How fast is the Internet at Google? Mind blowing. - dannyr
http://thenextweb.com/shareables/2011/03/29/how-fast-is-the-internet-at-google-mind-blowing/
======
ChuckMcM
When I read these I'm amused that people are surprised by Google's network.
Its actual capability is nominally secret (my employment agreement and exit
agreement both mention restrictions on revealing non-public details of
Google's infrastructure) Except in this case there many publically available
clues which should give you an idea here.

Consider that Google is investing in undersea cables [1] which nominally
provide multi-terabit speeds between continents.

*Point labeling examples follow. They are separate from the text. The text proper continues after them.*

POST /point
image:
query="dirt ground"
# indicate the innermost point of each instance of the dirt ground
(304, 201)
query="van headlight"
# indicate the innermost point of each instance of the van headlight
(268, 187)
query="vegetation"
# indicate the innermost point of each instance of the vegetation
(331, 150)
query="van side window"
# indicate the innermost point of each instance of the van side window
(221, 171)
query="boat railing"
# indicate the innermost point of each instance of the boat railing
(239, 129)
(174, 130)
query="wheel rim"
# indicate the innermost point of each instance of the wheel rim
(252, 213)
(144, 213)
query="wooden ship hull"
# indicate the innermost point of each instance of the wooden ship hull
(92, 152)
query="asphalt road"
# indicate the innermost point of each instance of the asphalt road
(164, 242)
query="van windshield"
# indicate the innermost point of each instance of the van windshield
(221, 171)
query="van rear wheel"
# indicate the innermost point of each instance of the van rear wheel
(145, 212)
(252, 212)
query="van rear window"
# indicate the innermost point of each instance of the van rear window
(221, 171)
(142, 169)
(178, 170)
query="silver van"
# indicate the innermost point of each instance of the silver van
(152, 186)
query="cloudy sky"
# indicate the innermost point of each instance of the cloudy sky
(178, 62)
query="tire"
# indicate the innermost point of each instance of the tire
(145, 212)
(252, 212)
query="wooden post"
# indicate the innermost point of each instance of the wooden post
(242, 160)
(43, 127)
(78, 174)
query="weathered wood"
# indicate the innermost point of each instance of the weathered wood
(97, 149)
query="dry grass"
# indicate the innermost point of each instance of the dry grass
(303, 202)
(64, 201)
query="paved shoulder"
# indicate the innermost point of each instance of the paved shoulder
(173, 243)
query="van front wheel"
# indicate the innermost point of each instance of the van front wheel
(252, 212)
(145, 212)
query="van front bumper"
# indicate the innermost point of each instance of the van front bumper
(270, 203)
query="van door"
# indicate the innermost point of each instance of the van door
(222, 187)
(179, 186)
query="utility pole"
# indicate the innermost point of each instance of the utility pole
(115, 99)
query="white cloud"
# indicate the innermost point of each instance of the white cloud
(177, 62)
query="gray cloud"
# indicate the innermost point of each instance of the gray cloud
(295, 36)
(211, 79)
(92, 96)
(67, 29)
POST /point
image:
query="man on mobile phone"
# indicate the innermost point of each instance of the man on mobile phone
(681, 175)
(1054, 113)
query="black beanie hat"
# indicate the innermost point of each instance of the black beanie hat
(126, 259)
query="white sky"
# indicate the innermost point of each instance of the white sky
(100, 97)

And Google is cheap, really
cheap, in terms of what they will pay for infrastructure which is why they
started making their own switches [2] because even commodity ethernet vendors
weren't cheap enough (although these days of state funded cyber armies one
also has to protect against foreign made equipment [4])

What is more the amount of data you can send over a fiber is getting faster
all the time [3] so replacing the inter-datacenter lasers can quintuple
bandwidth.

There have been some interesting 'escapes' of course, once when one of the
data centers became unavailable and all the YouTube traffic started coming
from another one very far away serving a very large local population, and
latencies went up but throughput didn't change, I know a couple of network
administrators did a double take on what they were seeing :-)

[1]
[http://www.google.com/intl/en/press/pressrel/20080225_newcab...](http://www.google.com/intl/en/press/pressrel/20080225_newcablesystem.html)

[2] [http://gigaom.com/2007/11/18/google-making-its-own-10gig-
swi...](http://gigaom.com/2007/11/18/google-making-its-own-10gig-switches/)

[3]
[http://www.newscientist.com/article/mg21028095.500-ultrafast...](http://www.newscientist.com/article/mg21028095.500-ultrafast-
fibre-optics-set-new-speed-record.html)

[4]
[http://www.popularmechanics.com/technology/gadgets/news/4253...](http://www.popularmechanics.com/technology/gadgets/news/4253628)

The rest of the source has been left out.